Acaba Kaddafi rejiminin çöküşünden sonra Trablus’ta sorumluluk noktalarının Libyalı seslere teslim edildiğini duymamızı ne engelliyor ki Libya’nın herhangi bir ülkede bir iktidarın devrilmesinden sonra genellikle meydana gelen boşluğun kurbanı olmadığı konusunda güvence vermek için samimiyetle çalıştıklarını göstersinler? Libyalılar, Albay’ın iktidarının ilk on yılından başlayan ve uzun yıllar süren Kaddafi muhalefetlerinde samimi idiler. Muhalifler arasında Libya Anayasa Birliği (7/10/1981) Kurucusu Muhammed b. Galbun ön saflarda yer alıyordu. Galbun, rejimin kimliği ve şeklinin geleceğine ilişkin şartları sürdürerek Libya bağımsızlık anayasasının (1951) benimsenmesini önermiş ve ardından bir referandumda bunu ortaya sürmüştü. Libya’nın birleşik bir halde kalması şeklindeki belirgin bir hedefi gerçekleştirmek için böyle bir düşüncenin veya benzerinin dikkate alınması yakışık alırdı; kendilerini destekleyen dış odakların keyfine göre çatışan milislerin hüküm sürüp silahlı çatışmaların yaşandığı bir ormana dönüşmesi değil. Muhammed b. Galbun, yazar Hüda el-Hüseyni ile gerçekleştirdiği bir röportajda bu tutumu yönlendiren sağırlık ve Libya’nın iç savaşın bir sonucu olarak şahit olduğu kanama konusunda uyarıda bulunmuştu. ‘Kaddafi’nin politikaları Libyalıları iç savaşın eşiğine sürükledi’ başlığıyla yayımlanan söz konusu röportajın metni Şarku’l Avsat’ın 7/10/1992 tarihli sayısında da yer almaktadır. 17/02/2011 Devrimi’nden 19 yıl önce yapılmış bu uyarı, öncesinde ihmal edildi de sonrasında çok mu dikkate alındı?

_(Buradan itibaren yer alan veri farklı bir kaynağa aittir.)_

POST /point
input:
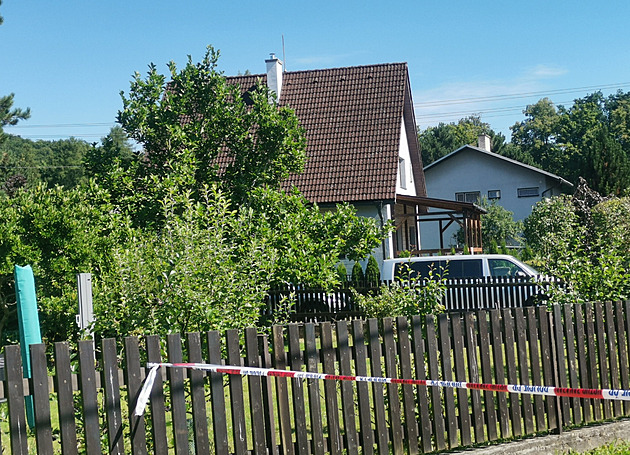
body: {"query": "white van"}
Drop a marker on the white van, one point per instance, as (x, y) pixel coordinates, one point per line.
(458, 266)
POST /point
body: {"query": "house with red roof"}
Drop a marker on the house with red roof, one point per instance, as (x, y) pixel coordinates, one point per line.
(362, 146)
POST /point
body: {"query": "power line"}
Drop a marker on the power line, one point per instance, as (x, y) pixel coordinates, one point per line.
(518, 95)
(60, 125)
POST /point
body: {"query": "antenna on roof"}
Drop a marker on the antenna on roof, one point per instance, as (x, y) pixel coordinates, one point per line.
(284, 57)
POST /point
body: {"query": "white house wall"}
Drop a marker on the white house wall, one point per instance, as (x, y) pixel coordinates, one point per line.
(471, 171)
(409, 187)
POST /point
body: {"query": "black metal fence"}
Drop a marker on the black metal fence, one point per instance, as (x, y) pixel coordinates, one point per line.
(307, 304)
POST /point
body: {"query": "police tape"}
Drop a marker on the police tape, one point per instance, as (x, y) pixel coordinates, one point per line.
(602, 394)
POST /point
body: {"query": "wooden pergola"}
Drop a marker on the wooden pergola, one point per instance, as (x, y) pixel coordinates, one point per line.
(416, 209)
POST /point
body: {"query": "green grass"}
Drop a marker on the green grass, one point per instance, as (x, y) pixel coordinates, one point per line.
(615, 448)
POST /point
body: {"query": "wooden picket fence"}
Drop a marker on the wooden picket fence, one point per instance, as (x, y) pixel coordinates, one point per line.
(82, 397)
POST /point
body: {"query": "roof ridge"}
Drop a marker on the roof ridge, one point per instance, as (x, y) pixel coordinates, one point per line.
(321, 70)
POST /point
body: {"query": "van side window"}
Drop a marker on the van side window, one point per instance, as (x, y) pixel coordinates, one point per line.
(418, 269)
(465, 268)
(503, 267)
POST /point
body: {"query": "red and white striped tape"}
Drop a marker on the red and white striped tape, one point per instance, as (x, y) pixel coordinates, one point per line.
(602, 394)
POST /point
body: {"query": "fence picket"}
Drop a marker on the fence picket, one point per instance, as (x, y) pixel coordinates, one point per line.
(434, 373)
(486, 373)
(569, 336)
(409, 406)
(239, 429)
(65, 399)
(282, 391)
(378, 391)
(460, 375)
(134, 383)
(447, 375)
(335, 445)
(611, 354)
(198, 394)
(600, 334)
(158, 411)
(41, 399)
(579, 346)
(111, 385)
(313, 387)
(499, 372)
(217, 395)
(535, 367)
(15, 400)
(366, 439)
(512, 376)
(521, 349)
(623, 352)
(547, 366)
(389, 351)
(297, 390)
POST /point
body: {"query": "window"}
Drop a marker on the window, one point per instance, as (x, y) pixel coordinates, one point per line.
(528, 192)
(471, 196)
(503, 267)
(494, 194)
(402, 174)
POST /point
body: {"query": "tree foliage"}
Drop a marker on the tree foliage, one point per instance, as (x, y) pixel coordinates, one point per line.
(209, 132)
(588, 139)
(439, 141)
(582, 239)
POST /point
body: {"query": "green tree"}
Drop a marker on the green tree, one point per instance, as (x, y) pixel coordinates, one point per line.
(582, 239)
(8, 114)
(589, 139)
(439, 141)
(115, 151)
(206, 270)
(204, 129)
(59, 233)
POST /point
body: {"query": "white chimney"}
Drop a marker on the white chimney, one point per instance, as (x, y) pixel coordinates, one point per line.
(485, 142)
(274, 75)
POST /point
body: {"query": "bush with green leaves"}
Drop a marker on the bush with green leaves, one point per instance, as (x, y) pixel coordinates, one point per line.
(583, 241)
(205, 270)
(407, 296)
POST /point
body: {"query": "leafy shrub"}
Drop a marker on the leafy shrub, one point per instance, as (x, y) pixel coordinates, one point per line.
(407, 296)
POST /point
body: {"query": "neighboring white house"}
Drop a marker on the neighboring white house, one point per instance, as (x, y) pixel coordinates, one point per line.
(362, 146)
(471, 173)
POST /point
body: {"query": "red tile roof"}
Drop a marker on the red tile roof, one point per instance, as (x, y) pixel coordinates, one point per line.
(352, 118)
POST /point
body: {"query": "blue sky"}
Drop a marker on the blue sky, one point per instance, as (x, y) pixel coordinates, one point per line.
(68, 60)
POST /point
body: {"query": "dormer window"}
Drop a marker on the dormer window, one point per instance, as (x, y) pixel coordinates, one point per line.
(402, 173)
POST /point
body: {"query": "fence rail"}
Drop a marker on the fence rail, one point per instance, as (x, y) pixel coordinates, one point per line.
(82, 397)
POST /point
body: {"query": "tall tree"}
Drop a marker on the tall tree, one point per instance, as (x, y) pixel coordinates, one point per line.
(204, 130)
(8, 114)
(590, 139)
(537, 135)
(439, 141)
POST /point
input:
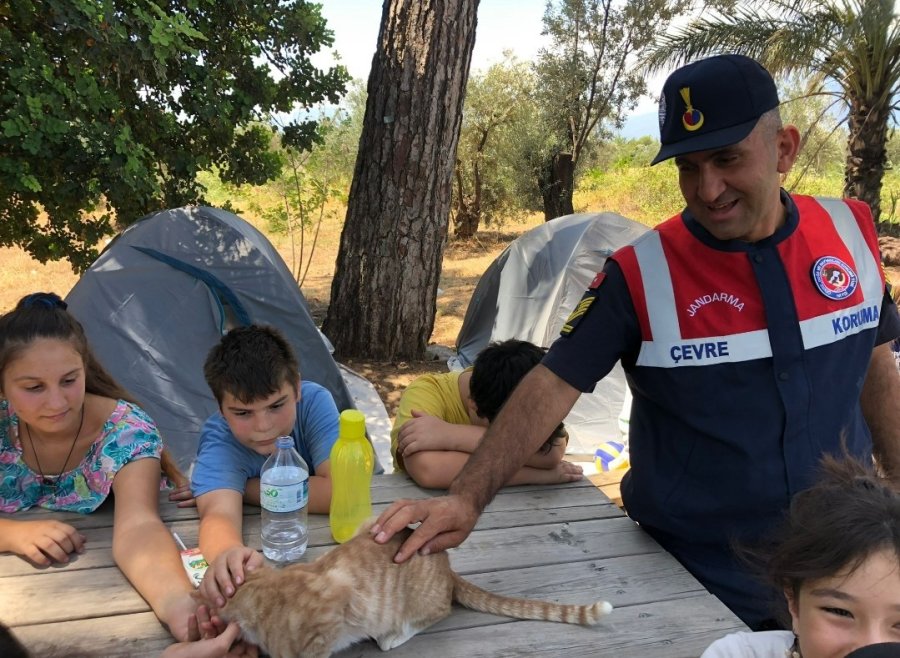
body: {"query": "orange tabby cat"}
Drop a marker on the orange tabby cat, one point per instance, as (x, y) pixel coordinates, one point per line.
(356, 591)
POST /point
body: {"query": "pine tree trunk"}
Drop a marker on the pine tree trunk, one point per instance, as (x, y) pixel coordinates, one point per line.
(866, 153)
(557, 182)
(383, 296)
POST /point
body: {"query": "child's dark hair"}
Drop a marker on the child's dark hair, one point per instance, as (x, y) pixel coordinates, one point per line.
(43, 315)
(848, 515)
(497, 370)
(250, 363)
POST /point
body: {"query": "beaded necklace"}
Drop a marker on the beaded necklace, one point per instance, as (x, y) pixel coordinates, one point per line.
(53, 480)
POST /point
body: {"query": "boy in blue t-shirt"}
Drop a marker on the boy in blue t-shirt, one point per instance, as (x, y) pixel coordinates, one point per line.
(254, 375)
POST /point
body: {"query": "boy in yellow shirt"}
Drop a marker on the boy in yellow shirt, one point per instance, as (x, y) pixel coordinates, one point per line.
(442, 417)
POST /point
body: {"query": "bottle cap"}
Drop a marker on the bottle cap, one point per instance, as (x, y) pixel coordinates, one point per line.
(352, 424)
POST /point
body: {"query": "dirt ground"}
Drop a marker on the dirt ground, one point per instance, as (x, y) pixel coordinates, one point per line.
(464, 262)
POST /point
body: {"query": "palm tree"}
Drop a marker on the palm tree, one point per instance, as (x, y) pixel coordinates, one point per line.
(852, 46)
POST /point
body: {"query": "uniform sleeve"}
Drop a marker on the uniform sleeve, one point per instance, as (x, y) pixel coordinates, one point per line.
(318, 418)
(889, 322)
(602, 330)
(222, 462)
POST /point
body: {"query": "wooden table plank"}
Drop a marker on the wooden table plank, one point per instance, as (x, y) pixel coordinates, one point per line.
(666, 629)
(564, 543)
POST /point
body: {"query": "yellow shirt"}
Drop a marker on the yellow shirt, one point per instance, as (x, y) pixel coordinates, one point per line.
(436, 395)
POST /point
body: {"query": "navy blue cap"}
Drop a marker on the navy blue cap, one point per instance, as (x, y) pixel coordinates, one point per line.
(712, 103)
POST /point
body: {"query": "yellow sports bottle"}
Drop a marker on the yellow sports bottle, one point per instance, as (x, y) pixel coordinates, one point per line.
(352, 461)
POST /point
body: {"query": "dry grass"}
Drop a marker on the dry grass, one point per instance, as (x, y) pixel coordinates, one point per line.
(464, 263)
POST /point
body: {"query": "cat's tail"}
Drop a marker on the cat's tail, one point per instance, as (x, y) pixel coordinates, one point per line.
(472, 596)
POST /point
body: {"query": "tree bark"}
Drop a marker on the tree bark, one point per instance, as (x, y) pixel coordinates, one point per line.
(866, 153)
(383, 296)
(557, 182)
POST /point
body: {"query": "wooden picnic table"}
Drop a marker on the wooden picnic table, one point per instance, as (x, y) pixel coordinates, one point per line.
(565, 543)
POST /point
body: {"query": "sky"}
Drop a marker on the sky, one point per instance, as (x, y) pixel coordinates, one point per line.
(502, 25)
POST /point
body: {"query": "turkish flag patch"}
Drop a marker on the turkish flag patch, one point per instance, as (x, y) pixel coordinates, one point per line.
(597, 281)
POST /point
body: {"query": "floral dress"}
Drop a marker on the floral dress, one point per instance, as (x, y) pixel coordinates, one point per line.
(128, 434)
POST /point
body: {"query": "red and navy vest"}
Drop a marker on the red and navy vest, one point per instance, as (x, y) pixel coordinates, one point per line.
(692, 316)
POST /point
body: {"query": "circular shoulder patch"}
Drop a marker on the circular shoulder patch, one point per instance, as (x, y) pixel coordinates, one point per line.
(834, 278)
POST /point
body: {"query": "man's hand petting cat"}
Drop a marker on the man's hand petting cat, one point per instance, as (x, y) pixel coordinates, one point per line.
(445, 522)
(227, 573)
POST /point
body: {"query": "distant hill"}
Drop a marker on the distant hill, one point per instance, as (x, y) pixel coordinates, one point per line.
(639, 125)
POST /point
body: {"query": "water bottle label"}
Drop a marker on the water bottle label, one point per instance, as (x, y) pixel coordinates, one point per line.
(284, 498)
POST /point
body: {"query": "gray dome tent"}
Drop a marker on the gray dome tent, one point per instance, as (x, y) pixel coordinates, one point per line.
(529, 291)
(164, 291)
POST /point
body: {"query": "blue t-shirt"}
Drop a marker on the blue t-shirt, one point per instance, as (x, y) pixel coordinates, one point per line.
(223, 463)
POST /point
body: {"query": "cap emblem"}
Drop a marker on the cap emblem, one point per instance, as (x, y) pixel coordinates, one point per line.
(662, 112)
(692, 119)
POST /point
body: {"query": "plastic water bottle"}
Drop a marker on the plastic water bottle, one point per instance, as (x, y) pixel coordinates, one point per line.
(352, 461)
(284, 494)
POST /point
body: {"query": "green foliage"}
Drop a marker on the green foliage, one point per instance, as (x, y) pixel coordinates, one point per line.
(492, 181)
(110, 108)
(623, 182)
(310, 179)
(823, 133)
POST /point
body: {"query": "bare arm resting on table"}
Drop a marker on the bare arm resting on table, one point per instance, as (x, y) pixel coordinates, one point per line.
(222, 544)
(144, 549)
(435, 451)
(880, 400)
(534, 409)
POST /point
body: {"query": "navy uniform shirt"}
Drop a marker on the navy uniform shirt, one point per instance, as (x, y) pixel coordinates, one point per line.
(728, 423)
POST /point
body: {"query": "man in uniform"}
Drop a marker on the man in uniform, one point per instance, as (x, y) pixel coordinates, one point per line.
(754, 329)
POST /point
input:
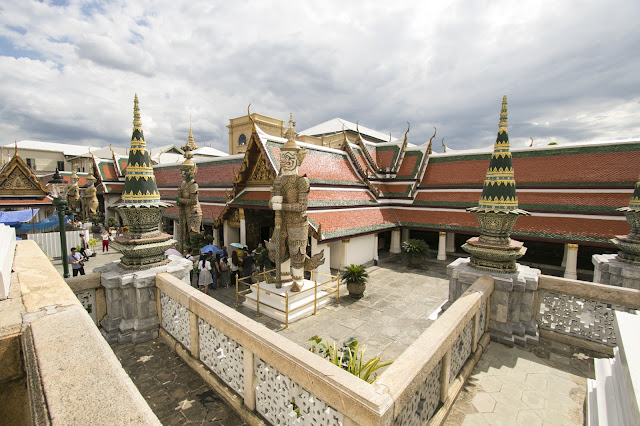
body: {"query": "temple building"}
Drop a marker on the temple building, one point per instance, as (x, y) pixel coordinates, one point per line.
(369, 195)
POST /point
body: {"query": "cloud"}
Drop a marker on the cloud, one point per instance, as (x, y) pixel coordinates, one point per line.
(69, 71)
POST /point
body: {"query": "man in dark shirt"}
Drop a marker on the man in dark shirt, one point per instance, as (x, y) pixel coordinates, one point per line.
(76, 261)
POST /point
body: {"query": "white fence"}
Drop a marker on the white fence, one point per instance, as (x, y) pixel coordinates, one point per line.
(7, 248)
(49, 242)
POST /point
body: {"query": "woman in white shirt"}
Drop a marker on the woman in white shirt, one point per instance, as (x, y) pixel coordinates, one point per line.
(204, 266)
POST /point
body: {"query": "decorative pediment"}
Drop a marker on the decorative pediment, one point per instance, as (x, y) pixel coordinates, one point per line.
(261, 174)
(17, 179)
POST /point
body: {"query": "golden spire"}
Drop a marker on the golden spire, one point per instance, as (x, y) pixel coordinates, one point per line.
(291, 135)
(503, 115)
(136, 113)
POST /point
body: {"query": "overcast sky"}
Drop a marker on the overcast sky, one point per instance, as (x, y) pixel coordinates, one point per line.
(570, 69)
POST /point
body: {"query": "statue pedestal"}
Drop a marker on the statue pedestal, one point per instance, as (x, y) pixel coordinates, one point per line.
(608, 269)
(132, 314)
(512, 301)
(273, 301)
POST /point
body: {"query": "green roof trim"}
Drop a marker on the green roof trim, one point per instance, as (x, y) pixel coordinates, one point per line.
(355, 231)
(551, 152)
(516, 234)
(416, 166)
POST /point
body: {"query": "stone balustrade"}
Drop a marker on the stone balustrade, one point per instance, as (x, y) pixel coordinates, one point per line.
(257, 371)
(90, 293)
(580, 313)
(62, 370)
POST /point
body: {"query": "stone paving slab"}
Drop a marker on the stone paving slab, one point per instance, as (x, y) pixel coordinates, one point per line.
(524, 386)
(175, 393)
(392, 314)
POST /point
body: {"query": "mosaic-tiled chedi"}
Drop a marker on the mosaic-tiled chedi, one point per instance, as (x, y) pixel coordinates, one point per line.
(497, 210)
(629, 245)
(143, 246)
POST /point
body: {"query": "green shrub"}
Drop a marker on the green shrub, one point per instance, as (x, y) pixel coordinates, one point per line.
(348, 357)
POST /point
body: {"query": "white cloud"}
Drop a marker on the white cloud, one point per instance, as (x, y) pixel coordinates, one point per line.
(69, 73)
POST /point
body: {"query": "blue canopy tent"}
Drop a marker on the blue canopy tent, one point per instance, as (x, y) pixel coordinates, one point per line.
(17, 219)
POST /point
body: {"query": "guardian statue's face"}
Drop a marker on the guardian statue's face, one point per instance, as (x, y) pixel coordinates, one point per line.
(288, 161)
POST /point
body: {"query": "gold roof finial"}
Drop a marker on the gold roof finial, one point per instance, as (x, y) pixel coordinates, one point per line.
(253, 123)
(291, 135)
(503, 115)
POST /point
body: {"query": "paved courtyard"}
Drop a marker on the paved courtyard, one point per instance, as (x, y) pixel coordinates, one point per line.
(524, 386)
(394, 311)
(175, 393)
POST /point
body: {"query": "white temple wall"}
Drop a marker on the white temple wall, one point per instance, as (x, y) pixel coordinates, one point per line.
(359, 249)
(337, 255)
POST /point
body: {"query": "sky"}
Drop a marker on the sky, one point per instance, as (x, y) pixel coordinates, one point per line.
(570, 69)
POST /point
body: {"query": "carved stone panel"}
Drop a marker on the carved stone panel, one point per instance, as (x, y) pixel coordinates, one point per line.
(282, 401)
(222, 355)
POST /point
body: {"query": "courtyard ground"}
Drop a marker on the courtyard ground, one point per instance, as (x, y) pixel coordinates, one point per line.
(536, 385)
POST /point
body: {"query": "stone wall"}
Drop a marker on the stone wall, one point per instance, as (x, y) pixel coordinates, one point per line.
(64, 356)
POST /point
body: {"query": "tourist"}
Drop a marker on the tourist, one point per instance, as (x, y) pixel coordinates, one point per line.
(233, 266)
(225, 275)
(105, 240)
(247, 263)
(204, 266)
(84, 247)
(76, 260)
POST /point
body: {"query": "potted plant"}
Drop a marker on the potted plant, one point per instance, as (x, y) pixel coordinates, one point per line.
(416, 251)
(356, 278)
(96, 221)
(349, 357)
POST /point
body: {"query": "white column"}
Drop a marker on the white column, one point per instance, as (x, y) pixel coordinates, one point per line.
(243, 228)
(216, 237)
(375, 248)
(395, 241)
(225, 234)
(451, 242)
(345, 253)
(571, 270)
(442, 244)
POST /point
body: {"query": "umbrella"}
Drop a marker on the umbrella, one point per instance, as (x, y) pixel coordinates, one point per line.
(172, 251)
(210, 249)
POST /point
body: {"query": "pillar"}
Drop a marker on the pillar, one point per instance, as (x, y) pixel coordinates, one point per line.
(442, 243)
(345, 253)
(375, 249)
(451, 242)
(395, 241)
(405, 235)
(571, 270)
(243, 227)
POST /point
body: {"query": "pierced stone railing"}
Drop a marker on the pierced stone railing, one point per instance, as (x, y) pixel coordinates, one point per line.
(286, 384)
(582, 313)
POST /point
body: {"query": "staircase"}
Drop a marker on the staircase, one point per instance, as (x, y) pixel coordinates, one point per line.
(613, 398)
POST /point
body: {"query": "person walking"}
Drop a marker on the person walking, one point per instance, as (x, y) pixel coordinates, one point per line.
(76, 260)
(204, 266)
(105, 240)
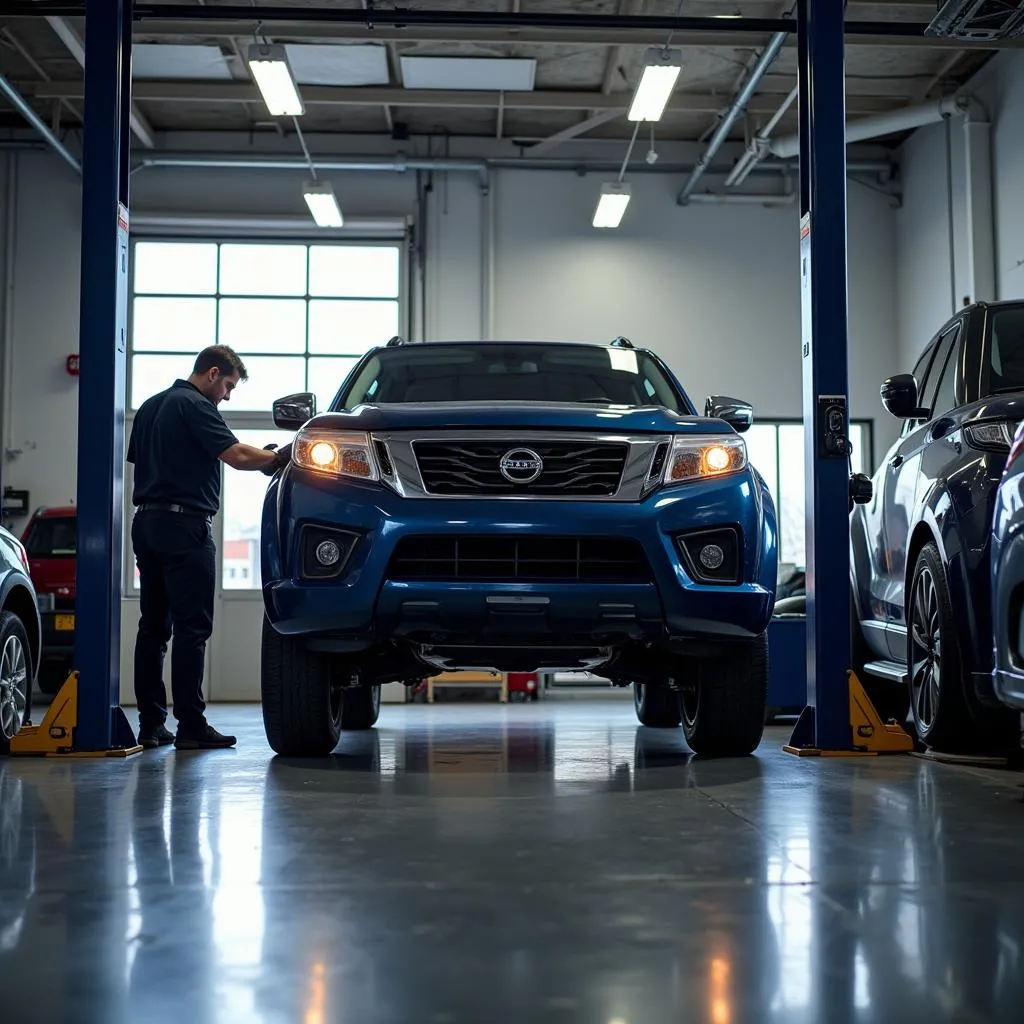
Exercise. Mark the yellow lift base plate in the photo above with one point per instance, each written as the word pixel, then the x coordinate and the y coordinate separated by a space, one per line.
pixel 54 736
pixel 869 736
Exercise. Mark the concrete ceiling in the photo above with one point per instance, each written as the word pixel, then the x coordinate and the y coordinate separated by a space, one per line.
pixel 580 72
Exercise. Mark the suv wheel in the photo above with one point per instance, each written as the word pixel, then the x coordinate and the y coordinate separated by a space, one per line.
pixel 15 677
pixel 359 708
pixel 302 711
pixel 943 715
pixel 725 707
pixel 656 706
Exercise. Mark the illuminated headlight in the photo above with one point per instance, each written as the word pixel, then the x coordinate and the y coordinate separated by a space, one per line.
pixel 989 436
pixel 701 458
pixel 335 453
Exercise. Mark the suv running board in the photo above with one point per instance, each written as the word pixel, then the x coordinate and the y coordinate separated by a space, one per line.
pixel 893 671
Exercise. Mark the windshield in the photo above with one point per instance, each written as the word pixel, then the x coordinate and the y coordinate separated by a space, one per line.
pixel 500 372
pixel 1008 350
pixel 51 538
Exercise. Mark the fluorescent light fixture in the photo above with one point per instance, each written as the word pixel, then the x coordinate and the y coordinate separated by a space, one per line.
pixel 477 74
pixel 660 71
pixel 611 205
pixel 323 204
pixel 268 67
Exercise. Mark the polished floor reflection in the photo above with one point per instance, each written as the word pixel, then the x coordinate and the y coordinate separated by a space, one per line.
pixel 549 862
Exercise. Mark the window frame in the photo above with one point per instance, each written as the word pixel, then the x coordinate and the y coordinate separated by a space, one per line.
pixel 243 420
pixel 784 421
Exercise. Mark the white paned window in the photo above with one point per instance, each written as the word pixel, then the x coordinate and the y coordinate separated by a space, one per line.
pixel 243 508
pixel 299 315
pixel 284 307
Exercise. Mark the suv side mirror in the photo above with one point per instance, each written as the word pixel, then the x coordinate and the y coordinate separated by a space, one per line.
pixel 294 411
pixel 899 396
pixel 739 415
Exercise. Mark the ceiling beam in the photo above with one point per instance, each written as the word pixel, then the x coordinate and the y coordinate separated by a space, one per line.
pixel 164 29
pixel 573 131
pixel 330 95
pixel 139 125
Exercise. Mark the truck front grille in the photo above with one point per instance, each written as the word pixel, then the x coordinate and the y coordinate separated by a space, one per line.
pixel 569 468
pixel 519 559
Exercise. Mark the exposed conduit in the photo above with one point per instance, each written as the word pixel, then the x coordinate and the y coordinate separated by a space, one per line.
pixel 729 118
pixel 34 119
pixel 890 123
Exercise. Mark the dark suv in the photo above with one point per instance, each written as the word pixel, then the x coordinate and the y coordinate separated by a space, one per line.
pixel 920 549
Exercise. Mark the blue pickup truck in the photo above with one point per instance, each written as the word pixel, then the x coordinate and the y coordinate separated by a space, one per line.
pixel 516 507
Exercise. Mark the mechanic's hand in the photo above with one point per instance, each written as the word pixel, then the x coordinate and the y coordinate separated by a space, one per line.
pixel 280 461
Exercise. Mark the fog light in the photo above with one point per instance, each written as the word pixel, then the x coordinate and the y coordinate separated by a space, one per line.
pixel 712 557
pixel 328 553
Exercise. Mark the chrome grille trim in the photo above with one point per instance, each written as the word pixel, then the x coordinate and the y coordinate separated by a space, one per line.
pixel 407 480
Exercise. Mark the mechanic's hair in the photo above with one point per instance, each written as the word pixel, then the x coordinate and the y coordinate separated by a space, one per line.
pixel 223 358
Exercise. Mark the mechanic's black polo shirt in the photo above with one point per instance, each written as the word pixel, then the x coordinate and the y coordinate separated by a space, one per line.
pixel 175 443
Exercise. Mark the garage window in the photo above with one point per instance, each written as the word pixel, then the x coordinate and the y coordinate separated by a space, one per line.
pixel 299 314
pixel 776 450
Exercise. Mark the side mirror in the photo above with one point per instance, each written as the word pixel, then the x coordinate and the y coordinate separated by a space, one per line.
pixel 899 396
pixel 294 411
pixel 739 415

Geçtiğimiz Pazartesi, Londra’daki Daily Telegraph gazetesi, sekiz sütun yer kaplayan başlıkla yayımlanan yazıda şunu söyledi: Rezalet, Brexit başarısızlığı değil onu istememiş olmamızdır. Bu söz, AB’den çıkış planını protesto etmek amacıyla Theresa May hükümetinden istifa eden Dışişleri Bakanı Boris Johnson’un gazete için kaleme aldığı makaleden alıntıdır. Johnson, Brexit ekibinin İngiltere’yi Avrupa Birliği’nden çıkarma hedefine ulaşamaması ihtimalini ‘rezalet’ olarak niteliyor. Hem de 2016 referandum zaferi üzerinden yalnızca 2 yıl geçmişken. Acaba 7 yıldan fazladır devam eden iç savaşın takım liderlerinin Libya’nın da aralarında yer aldığı Arap dairesi dışında kendi ülkelerine ve halklarına yaptıklarını ne şekilde isimlendiriyor?